The Vanasse v. Seguin appeal involved common law spouses who separated after a 12 year relationship. Initially, the parties pursued their respective careers. Subsequently, V sacrificed her employment in order to relocate for the purpose of S's expanding business and to raise two children and look after the household. Eventually, when S sold the business, he assisted with the domestic duties.
Traditionally, the principles of resulting trust and unjust enrichment have been applied to common law property distribution claims. In Kerr v. Baranow, the SCC affirmed that in most cases, the law of resulting trust has no further application to common law property distribution claims. Usually, the finding of a "common intention" between common law spouses regarding property ownership is an artificial construction.
Alternatively, unjust enrichment and the remedial constructive trust as applied in Pettkus v. Becker,  2 SCR 834, are the correct principles to apply to these cases. The three elements of unjust enrichment are:
- an enrichment of the Defendant by the Plaintiff;
- a corresponding deprivation of the Plaintiff; and
- the absence of juristic reason for the enrichment (juristic reasons: donative intent, contract between the parties or disposition of law - and the categories of reasons are not closed).
A monetary award is usually sufficient in a case of unjust enrichment. However, in the example of domestic services provided by a common law spouse, it is not appropriate to calculate the monetary award based on a quantum meruit or fee-for-service basis. Often, the unjust enrichment occurs when the spouses contibute to a "joint family venture". In order to determine if a joint family venture exists, a Court must examine whether there has been mutual effort towards common goals, economic integration of the couple's finances, actual intent to share in the wealth created and prioritization of the family.
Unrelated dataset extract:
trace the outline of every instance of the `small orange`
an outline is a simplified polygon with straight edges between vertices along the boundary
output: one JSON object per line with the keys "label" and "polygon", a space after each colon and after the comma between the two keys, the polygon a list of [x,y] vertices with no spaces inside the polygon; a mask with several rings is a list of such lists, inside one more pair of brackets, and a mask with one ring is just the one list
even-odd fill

Each spouse's contributions cannot be determined by a set-off of quantum meruits.
Finally, the SCC affirmed that a Defendant's Counterclaim should be assessed at the defence or remedy stage rather than at the juristic reason stage of the unjust enrichment analysis. Usually, the Defendant's Counterclaim will not suffice to provide a juristic reason for the Defendant's enrichment.
In Kerr, the SCC found that the British Columbia Court of Appeal erred in dismissing K's claim for unjust enrichment and ordered a new Trial on that issue. K's appeal from the dismissal of her resulting trust claim was dismissed. The SCC affirmed the Order for a hearing of B's Counterclaim.
In Vanasse, the SCC allowed the appeal and restored the Order of the Trial Judge who had correctly determined that there was a joint family venture (without using this term) and tied V's contibution globally to the growth of the family assets.
This decision from the SCC regarding distribution of property on the breakdown of common law relationships, provides important direction for family law lawyers and their clients.